Most kids in his condition live to be only 16 or 20, Cecy Hansen said.
“He’ll never be who he was meant to be, and that’s the hardest part,” she said.
The road already has been rough.
After Rio’s last seizure in 2017, he began to regress physically. He stopped using his hands to hold things. He didn’t feed himself.
Now, his mom feeds him Pediasure. He eats smashed bananas. But even that is risky; if his food is not blended correctly, he is at risk of aspiration pneumonia.
When he cries, the Hansens’ 3-year-old German shepherd Rosalie licks his toes. His mom also rubs him with CBD oil to help with his back pain and to prevent potentially deadly seizures.
Shouldering financial responsibility
When they adopted him, the Hansens shouldered most of the financial responsibility for caring for Rio. Though their health insurance covers some of the expense, they estimate that they’re paying about $2,500 a month for school, food, gas and therapy not covered by Medicaid. His epilepsy medication alone costs $600 every 20 days.
Mike Hansen spent five years as a military police officer and 10 years doing humanitarian work with the Naval Mobile Construction Battalion Seven. He deployed to Haiti in 2010 after a devastating earthquake, helping to recover bodies and rebuild a pier. After a tsunami in the Philippines, he and his comrades built four schools and a hospital to aid in the recovery.
He said his military experience kindled his desire to do more to help the least fortunate.

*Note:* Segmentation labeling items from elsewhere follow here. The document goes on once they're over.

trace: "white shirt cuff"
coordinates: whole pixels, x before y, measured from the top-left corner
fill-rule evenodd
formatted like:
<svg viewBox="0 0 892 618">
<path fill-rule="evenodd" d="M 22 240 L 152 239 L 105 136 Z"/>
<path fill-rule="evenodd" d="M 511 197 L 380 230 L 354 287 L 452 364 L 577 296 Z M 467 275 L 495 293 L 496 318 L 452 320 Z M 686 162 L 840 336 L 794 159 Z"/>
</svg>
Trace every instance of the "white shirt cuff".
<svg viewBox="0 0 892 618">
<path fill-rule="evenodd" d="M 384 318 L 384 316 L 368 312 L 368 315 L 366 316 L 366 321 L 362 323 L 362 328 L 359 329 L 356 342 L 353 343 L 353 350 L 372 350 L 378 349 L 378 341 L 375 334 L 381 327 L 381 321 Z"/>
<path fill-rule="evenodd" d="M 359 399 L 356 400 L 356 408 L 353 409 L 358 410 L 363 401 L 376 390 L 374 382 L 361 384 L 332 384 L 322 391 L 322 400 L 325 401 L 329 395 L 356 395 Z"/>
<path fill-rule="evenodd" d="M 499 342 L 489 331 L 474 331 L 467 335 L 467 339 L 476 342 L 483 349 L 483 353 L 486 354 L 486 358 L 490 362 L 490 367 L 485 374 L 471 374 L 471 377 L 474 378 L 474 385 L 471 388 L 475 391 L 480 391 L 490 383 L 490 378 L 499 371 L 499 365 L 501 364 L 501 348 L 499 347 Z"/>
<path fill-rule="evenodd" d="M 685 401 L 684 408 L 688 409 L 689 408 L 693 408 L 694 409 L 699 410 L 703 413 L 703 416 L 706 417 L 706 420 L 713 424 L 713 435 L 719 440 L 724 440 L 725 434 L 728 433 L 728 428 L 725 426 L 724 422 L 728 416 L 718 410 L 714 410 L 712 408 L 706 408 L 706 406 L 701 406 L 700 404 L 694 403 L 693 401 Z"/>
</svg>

“It kind of reminds me of what they go through, how privileged we are,” he said. “Every country I’ve ever been to it seems that the people who have the least are the happiest. And they’re so grateful. It’s a real humble symbol for me.”
But he said the joys of foster parenting can also be heartbreaking, referring to foster children he and his wife raised for months before they were either placed in another home or reunited with family.
“I’ve been through wartime, and that’s harder than putting on 200 pounds worth of gear,” he said. “But you don’t even realize the need of foster parents until you get into the system and then you realize that there’s thousands of kids that just need a home.”
Over time, the couple started collecting items that reminded them of all the foster kids they’ve housed: clothes, a stuffed kitty from the 99 cent store, a letter or a drawing.
“They’ll always be in our hearts,” Cecy Hansen said. “But they come to us to show us what the world looks like in their eyes, and we were there to show them what the world should look like.”
A physical therapy session
On a recent day in their Henderson home, Rio seemed to know it was time for therapy. Luna, wearing a fancy Christmas dress, danced around the house to the children’s song “Baby Shark” on repeat — a ruse to keep her occupied while Rio did his workout.
Rio began the session by throwing a fit worthy of any 3-year-old. He tugged on his curly, brown hair and pulled on his sideburns. He pulled his socks off.
“He’s not happy; he knows he has to work,” his mom said.
To cheer him up, she played a song by his favorite musician, Blake Shelton. As soon as “God’s Country” began to play, Rio smiled and pushed the exercise ball, shaking his head back and forth to the beat.
He seemingly clapped to the music as he bent his small stomach over the ball while standing to work on his core strength.
“He won’t do it without music,” his occupational therapist, Danielle Sales, said.
Sales also works with Rio to help him better use his hands with building blocks and uses different items to help him learn to identify different objects. On this day, he was able to differentiate two scarves by their texture.
“Good job, buddy,” his mom said with an approving smile as the session ended, and Rio crawled on his left side along the carpet.
“He was told he would never be able to do this. Now, he’s scooting around and playing with his toys,” she said. “Being a foster parent is hard. But you never know, you might be the one that saves them. They might also save you.”